I'm trying to use quantile regression to solve an areal interpolation problem as described in this paper: https://www.tandfonline.com/doi/abs/10.1080/00045608.2011.627054
Basically I have a set of polygons covering census output areas (source zones), and a population for each one. I want to estimate the population for an arbitrary different set of polygons (target zones).
A naive approach would be to just use the proportions of area intersections between the source and target zones to weight the population values, but this assumes the population density is the same everywhere within the source zones.
In reality, the population density is likely to vary depending on the land use within each source zone (e.g. urban land is likely to be more densely populated than rural land).
So I have some land cover data and can use this to calculate the area within each source zone for each type of land cover.
Here's where quantile regression comes in: by using the area of each land cover class within each source zone as independent variables, and the population as the dependent variable, I can obtain predictions for the population density of each land cover class in each source zone by running a quantile regression for each source zone at the quantile that corresponds with that source zone.

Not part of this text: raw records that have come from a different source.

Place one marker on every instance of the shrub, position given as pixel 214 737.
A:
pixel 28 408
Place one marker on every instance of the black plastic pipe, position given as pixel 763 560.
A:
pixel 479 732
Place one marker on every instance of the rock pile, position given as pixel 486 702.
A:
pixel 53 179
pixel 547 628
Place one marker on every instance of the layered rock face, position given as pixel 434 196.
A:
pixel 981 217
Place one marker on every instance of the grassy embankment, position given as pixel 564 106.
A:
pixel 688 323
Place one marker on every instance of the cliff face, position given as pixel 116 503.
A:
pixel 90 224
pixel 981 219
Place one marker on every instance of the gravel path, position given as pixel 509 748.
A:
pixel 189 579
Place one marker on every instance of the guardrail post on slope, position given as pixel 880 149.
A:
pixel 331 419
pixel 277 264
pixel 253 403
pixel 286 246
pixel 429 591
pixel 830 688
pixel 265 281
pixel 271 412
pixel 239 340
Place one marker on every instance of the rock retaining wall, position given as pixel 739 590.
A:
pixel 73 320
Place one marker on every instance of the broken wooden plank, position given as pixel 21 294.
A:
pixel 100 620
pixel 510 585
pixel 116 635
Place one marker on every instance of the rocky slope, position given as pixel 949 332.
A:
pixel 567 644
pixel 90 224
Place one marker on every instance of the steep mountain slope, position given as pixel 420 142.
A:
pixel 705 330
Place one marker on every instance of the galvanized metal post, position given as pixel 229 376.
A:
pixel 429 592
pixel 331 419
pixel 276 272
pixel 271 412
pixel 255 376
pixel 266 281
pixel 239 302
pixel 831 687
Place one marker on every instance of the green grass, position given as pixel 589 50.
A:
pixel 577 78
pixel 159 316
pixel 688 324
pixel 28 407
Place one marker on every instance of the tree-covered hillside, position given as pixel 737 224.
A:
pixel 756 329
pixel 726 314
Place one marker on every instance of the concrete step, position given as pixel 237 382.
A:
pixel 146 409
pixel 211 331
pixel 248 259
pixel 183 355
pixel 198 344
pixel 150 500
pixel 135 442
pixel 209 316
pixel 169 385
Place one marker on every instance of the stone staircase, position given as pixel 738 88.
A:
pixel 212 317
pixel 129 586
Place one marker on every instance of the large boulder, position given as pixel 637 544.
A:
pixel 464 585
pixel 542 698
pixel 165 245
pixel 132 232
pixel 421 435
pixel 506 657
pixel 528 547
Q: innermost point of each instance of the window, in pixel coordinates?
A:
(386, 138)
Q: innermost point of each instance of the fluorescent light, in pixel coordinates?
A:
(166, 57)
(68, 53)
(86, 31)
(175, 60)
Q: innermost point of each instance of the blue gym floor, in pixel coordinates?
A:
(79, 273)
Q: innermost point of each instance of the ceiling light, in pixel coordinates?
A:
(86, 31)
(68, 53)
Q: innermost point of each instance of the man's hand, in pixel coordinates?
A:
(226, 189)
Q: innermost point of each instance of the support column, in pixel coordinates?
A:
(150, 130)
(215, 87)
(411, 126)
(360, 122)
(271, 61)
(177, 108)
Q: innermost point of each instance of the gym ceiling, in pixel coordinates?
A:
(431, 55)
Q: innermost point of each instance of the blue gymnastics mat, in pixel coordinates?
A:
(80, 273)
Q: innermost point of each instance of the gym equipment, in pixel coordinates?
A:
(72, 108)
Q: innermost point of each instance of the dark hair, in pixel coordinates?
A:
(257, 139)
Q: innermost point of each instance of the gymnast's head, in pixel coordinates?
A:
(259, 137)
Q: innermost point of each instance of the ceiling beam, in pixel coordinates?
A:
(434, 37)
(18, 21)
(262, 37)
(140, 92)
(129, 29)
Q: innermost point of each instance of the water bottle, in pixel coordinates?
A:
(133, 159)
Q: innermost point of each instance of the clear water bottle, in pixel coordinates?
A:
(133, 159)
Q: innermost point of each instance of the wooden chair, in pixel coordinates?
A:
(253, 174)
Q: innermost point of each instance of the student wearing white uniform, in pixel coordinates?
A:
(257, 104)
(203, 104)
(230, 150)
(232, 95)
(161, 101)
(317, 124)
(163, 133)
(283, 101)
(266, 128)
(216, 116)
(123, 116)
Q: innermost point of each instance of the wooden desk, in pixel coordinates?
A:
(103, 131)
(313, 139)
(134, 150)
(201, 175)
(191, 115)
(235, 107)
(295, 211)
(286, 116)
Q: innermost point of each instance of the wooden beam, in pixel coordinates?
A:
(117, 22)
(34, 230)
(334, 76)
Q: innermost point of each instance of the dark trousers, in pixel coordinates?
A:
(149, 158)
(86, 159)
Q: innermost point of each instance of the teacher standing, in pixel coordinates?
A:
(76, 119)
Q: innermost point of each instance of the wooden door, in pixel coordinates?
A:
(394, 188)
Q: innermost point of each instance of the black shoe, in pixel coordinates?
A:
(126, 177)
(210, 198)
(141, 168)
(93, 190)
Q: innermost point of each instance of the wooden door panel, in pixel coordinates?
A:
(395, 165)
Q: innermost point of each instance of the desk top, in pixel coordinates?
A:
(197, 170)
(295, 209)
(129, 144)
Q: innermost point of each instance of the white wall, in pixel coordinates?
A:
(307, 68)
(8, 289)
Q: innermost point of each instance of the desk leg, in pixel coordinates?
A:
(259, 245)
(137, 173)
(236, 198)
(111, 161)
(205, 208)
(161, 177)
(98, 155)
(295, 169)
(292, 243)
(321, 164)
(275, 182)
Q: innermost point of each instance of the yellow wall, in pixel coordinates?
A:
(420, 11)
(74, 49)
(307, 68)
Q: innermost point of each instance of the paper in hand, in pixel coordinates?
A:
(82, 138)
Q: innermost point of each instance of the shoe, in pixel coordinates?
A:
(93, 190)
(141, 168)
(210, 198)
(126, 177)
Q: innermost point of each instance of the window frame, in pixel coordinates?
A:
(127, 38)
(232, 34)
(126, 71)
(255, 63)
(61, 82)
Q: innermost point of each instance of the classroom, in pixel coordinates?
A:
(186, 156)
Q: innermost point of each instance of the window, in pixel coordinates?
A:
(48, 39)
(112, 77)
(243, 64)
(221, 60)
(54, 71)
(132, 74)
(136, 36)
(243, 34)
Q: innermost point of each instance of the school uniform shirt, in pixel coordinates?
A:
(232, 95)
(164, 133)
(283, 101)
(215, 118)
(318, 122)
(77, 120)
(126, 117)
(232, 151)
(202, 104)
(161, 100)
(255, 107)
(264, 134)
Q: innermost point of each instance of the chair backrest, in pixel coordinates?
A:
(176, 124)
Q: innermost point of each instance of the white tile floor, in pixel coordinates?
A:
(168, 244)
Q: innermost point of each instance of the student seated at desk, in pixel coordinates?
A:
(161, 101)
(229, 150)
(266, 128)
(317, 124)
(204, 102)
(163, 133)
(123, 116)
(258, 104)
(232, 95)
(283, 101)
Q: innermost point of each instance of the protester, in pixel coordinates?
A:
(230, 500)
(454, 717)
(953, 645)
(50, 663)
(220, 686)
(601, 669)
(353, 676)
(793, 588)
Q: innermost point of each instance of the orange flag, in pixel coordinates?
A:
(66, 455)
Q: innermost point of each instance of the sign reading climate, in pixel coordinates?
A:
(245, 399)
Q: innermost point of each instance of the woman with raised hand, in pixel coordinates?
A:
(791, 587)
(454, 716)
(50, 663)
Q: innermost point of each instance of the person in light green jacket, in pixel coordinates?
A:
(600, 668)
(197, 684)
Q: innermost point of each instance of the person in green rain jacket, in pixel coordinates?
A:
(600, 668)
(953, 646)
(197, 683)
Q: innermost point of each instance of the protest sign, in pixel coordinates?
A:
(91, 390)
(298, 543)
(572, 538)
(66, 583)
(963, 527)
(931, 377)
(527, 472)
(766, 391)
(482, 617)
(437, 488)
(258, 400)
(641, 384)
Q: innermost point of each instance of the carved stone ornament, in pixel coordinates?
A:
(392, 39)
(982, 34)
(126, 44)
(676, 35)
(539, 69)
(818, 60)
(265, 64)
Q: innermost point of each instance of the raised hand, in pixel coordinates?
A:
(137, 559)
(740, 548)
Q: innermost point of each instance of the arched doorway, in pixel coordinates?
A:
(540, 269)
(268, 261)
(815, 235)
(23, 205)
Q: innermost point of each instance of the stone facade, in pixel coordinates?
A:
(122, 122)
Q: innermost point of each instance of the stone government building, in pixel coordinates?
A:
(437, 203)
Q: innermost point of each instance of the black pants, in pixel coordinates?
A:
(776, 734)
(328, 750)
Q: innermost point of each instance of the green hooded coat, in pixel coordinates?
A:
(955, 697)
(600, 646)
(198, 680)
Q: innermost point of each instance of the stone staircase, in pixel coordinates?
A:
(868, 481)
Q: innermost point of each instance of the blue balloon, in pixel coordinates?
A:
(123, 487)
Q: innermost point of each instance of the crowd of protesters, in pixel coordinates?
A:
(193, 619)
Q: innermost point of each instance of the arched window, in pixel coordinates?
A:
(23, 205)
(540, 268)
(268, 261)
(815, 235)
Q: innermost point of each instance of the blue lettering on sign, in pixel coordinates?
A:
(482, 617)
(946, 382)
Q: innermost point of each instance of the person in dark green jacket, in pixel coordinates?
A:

If there was only one land cover class, I can work out which quantile each source zone corresponds with by doing a percentile rank based on the dependent variable (the slope of the regression line at that quantile is then the population density for the single land cover class at that source zone).
However, this doesn't seem to be the case when there are multiple independent variables.
Is there a way to determine a quantile parameter that will give an exact fit for a particular observation?